Les Filles du Soleil, le deuxième long métrage d’Eva Husson, met en scène un bataillon uniquement composé de femmes qui luttent pour libérer la ville de Gordyène des mains des extrémistes de Daech. Rapidement, on est plongé dans le drame de la guerre de la région du Kurdistan avec toutes les violences qu’elle implique. Le point de vue adopté, soit celui de ces soldates n’ayant plus rien à perdre, demeure une force du film malgré le fait qu’on n’entre qu’assez superficiellement dans leur quotidien.
Un manque de profondeur
Malheureusement, le mélodrame occupe une place prépondérante et on ne fait finalement que survoler plusieurs sujets qui auraient gagné à être développés davantage, notamment la situation des Kurdes, de leur histoire et de leur avenir, sans oublier celle de la violence faite aux femmes en temps de guerre. Le pathos, qui enveloppe le film de son extravagante robe noire, ne vient que souligner la lourdeur thématique qui se juxtapose paradoxalement à un criant manque de fond. Il est évident que les questionnements soulevés par l’œuvre sont à la fois délicats et complexes ; il demeure néanmoins qu’une analyse plus poussée aurait insufflé de la pertinence à un film qui aurait pu être bien plus percutant.
Dialogues maladroits
Bahar, la commandante du bataillon Les Filles du Soleil, incarnée par l’actrice franco-iranienne Golshifteh Farahni, réalise une brillante performance, mais ne parvient pas à se défaire du caractère stéréotypé de son personnage qui occulte systématiquement son brio. Idem pour Emmanuelle Bercot qui tient le rôle de la journaliste française voulant rendre compte de la réalité du conflit en sachant pertinemment que les gens, sans y être insensibles, préfèrent regarder ailleurs. La complicité qui se tisse entre ces deux femmes offre tout de même des moments intenses et sincères. Malheureusement, ceux-ci sont constamment court-circuités par des dialogues qui manquent de matière et par des scènes de guerre qui laissent le·la spectateur·rice sur sa faim.
Un visuel compensateur
Les images sont cependant extraordinaires ; elles transmettent toute la beauté de cette région tristement ravagée par la guerre. Les paysages à couper le souffle et les lueurs brillantes de l’aurore permettent d’entrevoir ce à quoi pourraient ressembler ces pays si la paix décidait finalement de s’y installer. Les rubans colorés couronnant les cheveux des nombreuses combattantes, symbolisant en quelque sorte la richesse de leur culture, viennent relever l’austérité de leur tenue ; ils leur communiquent un peu d’espoir.

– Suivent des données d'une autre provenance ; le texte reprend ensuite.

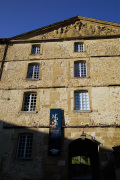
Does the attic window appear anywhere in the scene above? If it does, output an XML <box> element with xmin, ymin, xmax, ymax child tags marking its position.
<box><xmin>31</xmin><ymin>45</ymin><xmax>40</xmax><ymax>54</ymax></box>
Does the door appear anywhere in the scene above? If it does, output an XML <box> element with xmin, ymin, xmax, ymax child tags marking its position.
<box><xmin>69</xmin><ymin>139</ymin><xmax>100</xmax><ymax>180</ymax></box>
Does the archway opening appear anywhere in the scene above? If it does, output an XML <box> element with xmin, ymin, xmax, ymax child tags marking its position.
<box><xmin>69</xmin><ymin>138</ymin><xmax>100</xmax><ymax>180</ymax></box>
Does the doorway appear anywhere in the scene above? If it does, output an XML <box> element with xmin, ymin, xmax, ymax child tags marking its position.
<box><xmin>69</xmin><ymin>138</ymin><xmax>100</xmax><ymax>180</ymax></box>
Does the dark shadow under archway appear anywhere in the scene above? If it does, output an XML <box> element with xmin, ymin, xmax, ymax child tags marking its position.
<box><xmin>68</xmin><ymin>138</ymin><xmax>100</xmax><ymax>180</ymax></box>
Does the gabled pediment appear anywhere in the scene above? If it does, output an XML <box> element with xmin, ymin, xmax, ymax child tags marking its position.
<box><xmin>12</xmin><ymin>16</ymin><xmax>120</xmax><ymax>40</ymax></box>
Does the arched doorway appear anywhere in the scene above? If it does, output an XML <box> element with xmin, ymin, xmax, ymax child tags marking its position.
<box><xmin>69</xmin><ymin>138</ymin><xmax>100</xmax><ymax>180</ymax></box>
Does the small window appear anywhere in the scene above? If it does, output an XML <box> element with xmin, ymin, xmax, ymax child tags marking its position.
<box><xmin>74</xmin><ymin>43</ymin><xmax>84</xmax><ymax>52</ymax></box>
<box><xmin>22</xmin><ymin>92</ymin><xmax>37</xmax><ymax>111</ymax></box>
<box><xmin>74</xmin><ymin>61</ymin><xmax>87</xmax><ymax>77</ymax></box>
<box><xmin>27</xmin><ymin>64</ymin><xmax>39</xmax><ymax>79</ymax></box>
<box><xmin>75</xmin><ymin>91</ymin><xmax>89</xmax><ymax>110</ymax></box>
<box><xmin>31</xmin><ymin>45</ymin><xmax>40</xmax><ymax>54</ymax></box>
<box><xmin>71</xmin><ymin>156</ymin><xmax>91</xmax><ymax>166</ymax></box>
<box><xmin>17</xmin><ymin>134</ymin><xmax>33</xmax><ymax>159</ymax></box>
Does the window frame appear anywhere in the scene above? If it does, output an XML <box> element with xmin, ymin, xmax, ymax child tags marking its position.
<box><xmin>22</xmin><ymin>91</ymin><xmax>37</xmax><ymax>113</ymax></box>
<box><xmin>16</xmin><ymin>133</ymin><xmax>33</xmax><ymax>160</ymax></box>
<box><xmin>26</xmin><ymin>63</ymin><xmax>40</xmax><ymax>81</ymax></box>
<box><xmin>74</xmin><ymin>90</ymin><xmax>90</xmax><ymax>112</ymax></box>
<box><xmin>31</xmin><ymin>44</ymin><xmax>41</xmax><ymax>55</ymax></box>
<box><xmin>74</xmin><ymin>60</ymin><xmax>87</xmax><ymax>78</ymax></box>
<box><xmin>74</xmin><ymin>42</ymin><xmax>85</xmax><ymax>53</ymax></box>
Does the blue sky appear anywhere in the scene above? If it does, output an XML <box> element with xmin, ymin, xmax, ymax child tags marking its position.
<box><xmin>0</xmin><ymin>0</ymin><xmax>120</xmax><ymax>38</ymax></box>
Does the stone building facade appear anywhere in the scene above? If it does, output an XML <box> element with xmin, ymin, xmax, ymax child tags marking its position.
<box><xmin>0</xmin><ymin>16</ymin><xmax>120</xmax><ymax>180</ymax></box>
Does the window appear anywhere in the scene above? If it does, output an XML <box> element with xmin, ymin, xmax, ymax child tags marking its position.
<box><xmin>74</xmin><ymin>61</ymin><xmax>87</xmax><ymax>77</ymax></box>
<box><xmin>22</xmin><ymin>92</ymin><xmax>37</xmax><ymax>111</ymax></box>
<box><xmin>31</xmin><ymin>45</ymin><xmax>40</xmax><ymax>54</ymax></box>
<box><xmin>17</xmin><ymin>134</ymin><xmax>33</xmax><ymax>159</ymax></box>
<box><xmin>74</xmin><ymin>43</ymin><xmax>84</xmax><ymax>52</ymax></box>
<box><xmin>75</xmin><ymin>91</ymin><xmax>89</xmax><ymax>110</ymax></box>
<box><xmin>27</xmin><ymin>64</ymin><xmax>39</xmax><ymax>79</ymax></box>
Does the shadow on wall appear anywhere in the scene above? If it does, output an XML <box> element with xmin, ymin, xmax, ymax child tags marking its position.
<box><xmin>0</xmin><ymin>121</ymin><xmax>116</xmax><ymax>180</ymax></box>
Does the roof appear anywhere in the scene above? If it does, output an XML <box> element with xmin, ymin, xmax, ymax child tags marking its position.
<box><xmin>0</xmin><ymin>16</ymin><xmax>120</xmax><ymax>42</ymax></box>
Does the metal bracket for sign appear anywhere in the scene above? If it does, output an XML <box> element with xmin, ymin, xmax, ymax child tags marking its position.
<box><xmin>49</xmin><ymin>109</ymin><xmax>61</xmax><ymax>155</ymax></box>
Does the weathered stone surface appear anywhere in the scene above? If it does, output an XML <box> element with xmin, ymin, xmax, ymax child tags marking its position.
<box><xmin>0</xmin><ymin>18</ymin><xmax>120</xmax><ymax>180</ymax></box>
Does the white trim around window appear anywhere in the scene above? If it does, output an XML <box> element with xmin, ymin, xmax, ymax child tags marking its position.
<box><xmin>74</xmin><ymin>91</ymin><xmax>89</xmax><ymax>111</ymax></box>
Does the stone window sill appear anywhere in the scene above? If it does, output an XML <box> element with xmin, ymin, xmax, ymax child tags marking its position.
<box><xmin>19</xmin><ymin>111</ymin><xmax>38</xmax><ymax>114</ymax></box>
<box><xmin>74</xmin><ymin>110</ymin><xmax>92</xmax><ymax>113</ymax></box>
<box><xmin>25</xmin><ymin>78</ymin><xmax>40</xmax><ymax>81</ymax></box>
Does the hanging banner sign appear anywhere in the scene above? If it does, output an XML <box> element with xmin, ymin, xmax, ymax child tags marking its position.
<box><xmin>49</xmin><ymin>109</ymin><xmax>61</xmax><ymax>155</ymax></box>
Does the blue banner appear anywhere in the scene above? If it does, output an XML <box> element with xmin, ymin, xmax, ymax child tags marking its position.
<box><xmin>49</xmin><ymin>109</ymin><xmax>61</xmax><ymax>155</ymax></box>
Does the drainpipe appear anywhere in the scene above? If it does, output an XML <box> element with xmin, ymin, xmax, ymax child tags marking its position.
<box><xmin>0</xmin><ymin>39</ymin><xmax>8</xmax><ymax>80</ymax></box>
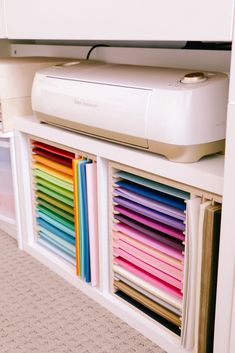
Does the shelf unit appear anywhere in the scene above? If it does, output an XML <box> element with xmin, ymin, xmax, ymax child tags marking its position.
<box><xmin>0</xmin><ymin>132</ymin><xmax>22</xmax><ymax>242</ymax></box>
<box><xmin>0</xmin><ymin>9</ymin><xmax>235</xmax><ymax>353</ymax></box>
<box><xmin>5</xmin><ymin>0</ymin><xmax>234</xmax><ymax>42</ymax></box>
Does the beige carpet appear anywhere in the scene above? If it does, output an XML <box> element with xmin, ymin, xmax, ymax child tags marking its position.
<box><xmin>0</xmin><ymin>231</ymin><xmax>164</xmax><ymax>353</ymax></box>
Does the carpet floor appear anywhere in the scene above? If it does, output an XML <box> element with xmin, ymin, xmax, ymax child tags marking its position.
<box><xmin>0</xmin><ymin>230</ymin><xmax>164</xmax><ymax>353</ymax></box>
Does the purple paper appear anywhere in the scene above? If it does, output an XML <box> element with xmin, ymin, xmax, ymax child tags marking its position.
<box><xmin>114</xmin><ymin>187</ymin><xmax>186</xmax><ymax>221</ymax></box>
<box><xmin>113</xmin><ymin>196</ymin><xmax>185</xmax><ymax>231</ymax></box>
<box><xmin>114</xmin><ymin>206</ymin><xmax>185</xmax><ymax>240</ymax></box>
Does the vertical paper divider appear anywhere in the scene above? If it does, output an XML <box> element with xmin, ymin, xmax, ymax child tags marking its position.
<box><xmin>86</xmin><ymin>161</ymin><xmax>99</xmax><ymax>286</ymax></box>
<box><xmin>194</xmin><ymin>201</ymin><xmax>212</xmax><ymax>352</ymax></box>
<box><xmin>28</xmin><ymin>136</ymin><xmax>39</xmax><ymax>241</ymax></box>
<box><xmin>108</xmin><ymin>162</ymin><xmax>117</xmax><ymax>294</ymax></box>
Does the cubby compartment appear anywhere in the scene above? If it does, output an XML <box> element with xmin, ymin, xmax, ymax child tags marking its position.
<box><xmin>109</xmin><ymin>162</ymin><xmax>221</xmax><ymax>349</ymax></box>
<box><xmin>0</xmin><ymin>138</ymin><xmax>15</xmax><ymax>223</ymax></box>
<box><xmin>30</xmin><ymin>139</ymin><xmax>99</xmax><ymax>286</ymax></box>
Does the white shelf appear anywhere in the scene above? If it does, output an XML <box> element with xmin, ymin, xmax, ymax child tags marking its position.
<box><xmin>14</xmin><ymin>116</ymin><xmax>224</xmax><ymax>353</ymax></box>
<box><xmin>15</xmin><ymin>116</ymin><xmax>224</xmax><ymax>196</ymax></box>
<box><xmin>24</xmin><ymin>242</ymin><xmax>193</xmax><ymax>353</ymax></box>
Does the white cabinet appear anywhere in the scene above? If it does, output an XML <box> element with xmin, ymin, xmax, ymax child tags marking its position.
<box><xmin>12</xmin><ymin>117</ymin><xmax>223</xmax><ymax>353</ymax></box>
<box><xmin>5</xmin><ymin>0</ymin><xmax>234</xmax><ymax>41</ymax></box>
<box><xmin>0</xmin><ymin>131</ymin><xmax>21</xmax><ymax>241</ymax></box>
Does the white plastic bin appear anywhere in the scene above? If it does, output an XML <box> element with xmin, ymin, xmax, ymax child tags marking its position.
<box><xmin>0</xmin><ymin>138</ymin><xmax>15</xmax><ymax>221</ymax></box>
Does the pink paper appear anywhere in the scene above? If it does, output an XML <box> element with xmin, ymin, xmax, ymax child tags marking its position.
<box><xmin>114</xmin><ymin>248</ymin><xmax>183</xmax><ymax>290</ymax></box>
<box><xmin>113</xmin><ymin>223</ymin><xmax>184</xmax><ymax>261</ymax></box>
<box><xmin>114</xmin><ymin>206</ymin><xmax>185</xmax><ymax>240</ymax></box>
<box><xmin>113</xmin><ymin>231</ymin><xmax>184</xmax><ymax>272</ymax></box>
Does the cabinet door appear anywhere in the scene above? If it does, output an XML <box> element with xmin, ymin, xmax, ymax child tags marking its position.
<box><xmin>0</xmin><ymin>0</ymin><xmax>6</xmax><ymax>38</ymax></box>
<box><xmin>5</xmin><ymin>0</ymin><xmax>234</xmax><ymax>41</ymax></box>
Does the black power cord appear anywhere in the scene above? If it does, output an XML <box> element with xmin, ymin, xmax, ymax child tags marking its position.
<box><xmin>86</xmin><ymin>44</ymin><xmax>110</xmax><ymax>60</ymax></box>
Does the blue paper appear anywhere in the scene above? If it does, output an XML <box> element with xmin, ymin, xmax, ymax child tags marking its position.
<box><xmin>115</xmin><ymin>180</ymin><xmax>186</xmax><ymax>210</ymax></box>
<box><xmin>37</xmin><ymin>217</ymin><xmax>75</xmax><ymax>245</ymax></box>
<box><xmin>78</xmin><ymin>160</ymin><xmax>91</xmax><ymax>282</ymax></box>
<box><xmin>113</xmin><ymin>196</ymin><xmax>185</xmax><ymax>231</ymax></box>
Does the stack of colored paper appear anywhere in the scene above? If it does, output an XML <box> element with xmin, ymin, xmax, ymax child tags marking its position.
<box><xmin>112</xmin><ymin>171</ymin><xmax>189</xmax><ymax>335</ymax></box>
<box><xmin>73</xmin><ymin>158</ymin><xmax>99</xmax><ymax>286</ymax></box>
<box><xmin>32</xmin><ymin>141</ymin><xmax>75</xmax><ymax>263</ymax></box>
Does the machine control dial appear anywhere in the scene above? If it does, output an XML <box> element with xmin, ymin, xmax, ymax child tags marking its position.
<box><xmin>180</xmin><ymin>72</ymin><xmax>207</xmax><ymax>83</ymax></box>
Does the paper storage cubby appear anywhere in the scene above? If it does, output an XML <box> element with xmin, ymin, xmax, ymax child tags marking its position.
<box><xmin>30</xmin><ymin>139</ymin><xmax>98</xmax><ymax>286</ymax></box>
<box><xmin>110</xmin><ymin>163</ymin><xmax>221</xmax><ymax>349</ymax></box>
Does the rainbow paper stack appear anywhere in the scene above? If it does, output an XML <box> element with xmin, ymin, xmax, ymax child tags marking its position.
<box><xmin>112</xmin><ymin>171</ymin><xmax>189</xmax><ymax>335</ymax></box>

Ainsi, le film souffre cruellement de sa contextualisation évasive et de la surenchère émotive. Évidemment, la réalité que l’on cherche à dépeindre est horrible, mais l’emphase déployée est contreproductive. Il est dommage qu’un film mettant de l’avant des personnages féminins si forts s’avère tout compte fait un peu terne, que toute la puissance de leur résistance s’essouffle à cause de dialogues bancals et d’analepses qui rompent le rythme. Peut-être est-il encore trop tôt pour que la fiction s’approprie pleinement un sujet qui baigne toujours dans l’atrocité.